The big-three consulting firms are usually mentioned along with its prestige and intense culture. A day in the life of consultants in these firms would not be easy: wrestling with “key-decision” analysis and dealing with C-level problems for leading companies around the world.
Rumors have it that us consultants barely have time to enjoy ourselves. Does this notion holds true? What is the view of a former consultant, and what advice do I give you to maintain work-life balance in this fast-paced environment? All disclosed below!
Hi Kim, what do you think about the long-held belief that consultant have no social life?
This is a really interesting question because it depends on your lens of social life.
Many people argue that they’re still doing well with their social life, and most of their opinions are reasonable. They claim that connecting with colleagues after work or spending the weekend to visit clients’ home are their social life. They think reading about the industry and do some extra mystery shopping during the weekend are part of their fun activities. There’s nothing wrong about that.
However, in some people’s mind (I am one of them), that’s not “life”. Life is about completely stepping outside of the consulting world. Visiting friends and families, traveling, playing sports, learning an instrument, volunteering for some social projects… There’s so much out there to interact, to learn, and to experience.
With that said, I still think you can still have work life balance at McKinsey, if you really really want it. Toward the end of my career in consulting, I have more and more life. I tried hard and had a very good plan to make it happen.
Work-life balance at McKinsey truly exists!
So what are your steps for that plan?
There are 2 key elements of this plan.
The key No. 1 is to manage “work” like a champ, thereby leaving a free space for “life”.
Even though consultants have numerous resources under control (support teams, client, data, PD documents), things can be so messed up unless we know how to make the most of it. You can think of all the resources around you, including you, as a factory. Your mission is to ensure the highest efficiency and effectiveness of this factory. You are the last machine in the chain … cleaning up all the messes if something goes wrong. So the better you keep all machine running in sync, the less time and energy your own machine has to work.
One of my rules is never let any machine have any downtime with nothing to do. It takes tremendous planning to nearly get there. And once you can do this so well, you will find a lot of free time to have some life.
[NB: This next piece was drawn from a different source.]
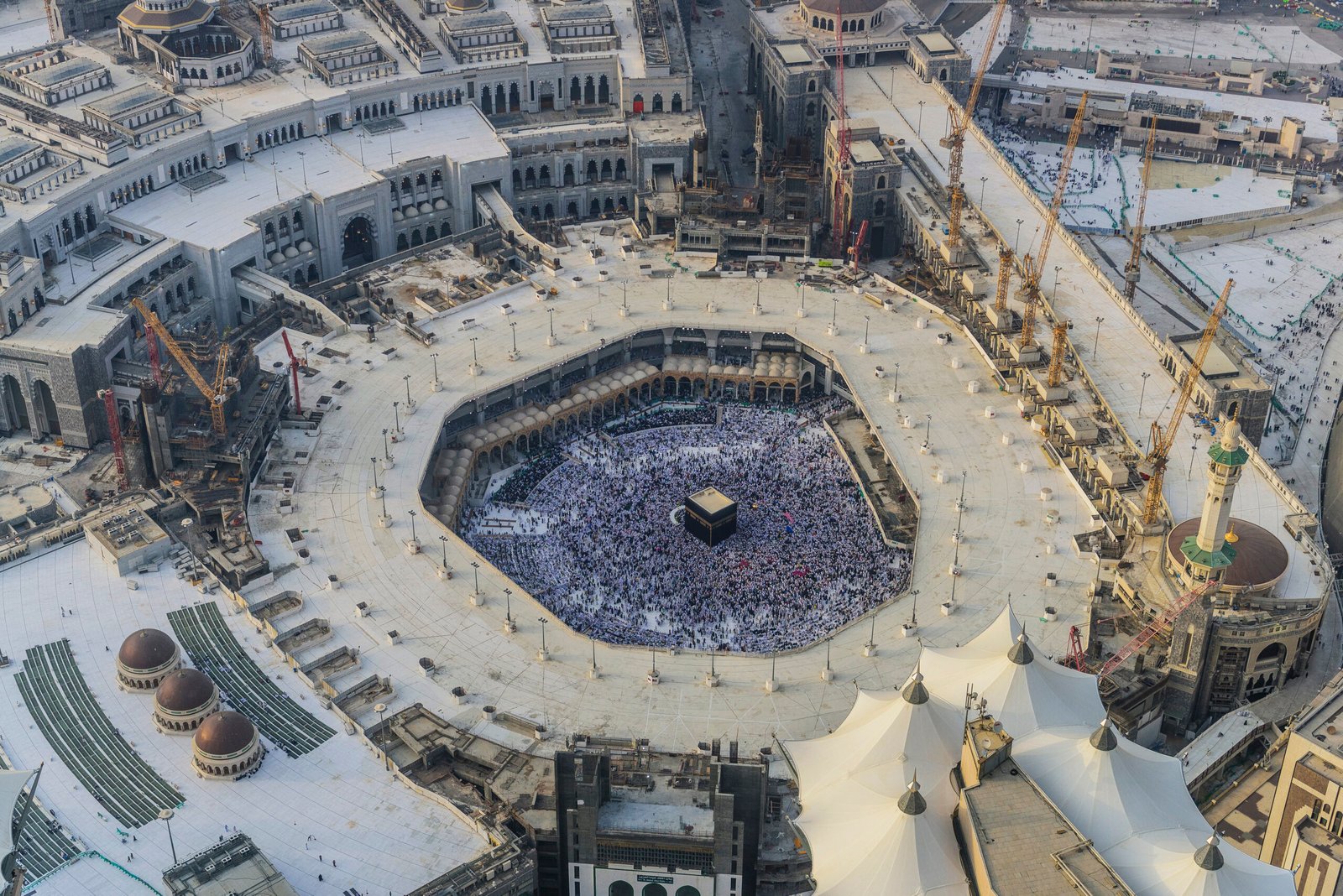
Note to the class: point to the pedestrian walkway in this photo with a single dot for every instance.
(243, 685)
The key No.2 is to manage your “life” as you have done with “work”. Make it as efficient and as effective as possible.
Yes, given a tiny and fixed amount of time you have left for life, the better you manage it, the more life you can have. Sleeping till noon on the weekend, not having any meet-up schedule ahead with a favorable timeline doesn’t help.
During my McKinsey’s period, I often make scheduling calls to friends and my family during lunch. I book trips and activities far ahead. I always have a book on my phone so whenever my schedule got broken (e.g: friends coming late for a meetup), I have some productive and fun things to do. I take short naps during travel time to clients’ office. I research and apply the best method to maximize the output of those 4-hour sleeps (breathing cycle, mindfulness, etc.). All of these feel really geeky, but they do maximize the amount of “life” I have.
In the working process, human problem is always the most complicated, how can you manage it?
I hate human. I mean… I hate the human factor in the workplace. It’s full of emotion and irrationalities. If everybody just works and runs like a machine, maybe I would have more “life”. There are many tips out there training you the best practices in professional environment, but all boil down to:
Understand the motivation!
People in the workplace have different motivations that contradicts with ours.
The middle managers on the client side always dislike changes and we consultants always brought changes. This is hard! But one of my very important keys is to understand that: People have more than one motivations.
Maybe the lady manager of the client doesn’t like changes… but she does need to be promoted. I can make her understand that what McKinsey is building here will be the future of the company. The better she involves and understands this new system, the better chance she has to climb the ladder.
Besides motivating people, putting work aside how can you strengthen your relationships with various parties within the firms?
We all want to maintain and build our good relationships even though it is not always easy to do given our busy schedule. However, by following 2 secret keys, you can see how easy it is to strengthen the connections with people.
The first key is paying compliments daily. Everybody likes to receive compliments. Those who don’t just haven’t got good ones yet.
So what makes a compliment “good”?
Well, to make a good compliment, you should fulfill 3 factors: genuine, unique, and specific.
For example, don’t say a girl is pretty. She has heard that million times and maybe she doesn’t believe it anymore. But if you look closer, maybe you will see that she has the most beautiful eyes you have ever seen. Say that! It will totally work better!
How about the second part of strengthening your relationships in general?
What I have found out after that many years in the field working with people is that: everybody, especially those with superior status, has the desire to share and to mentor. By taking the initiative to invite them a coffee, to ask for advices, to let them coach you …, the connection is greatly strengthened. And the better connections you have, the more you can get coached and so on. It’s a wonderful loop to be in. So, never worry if you have work-life balance at McKinsey!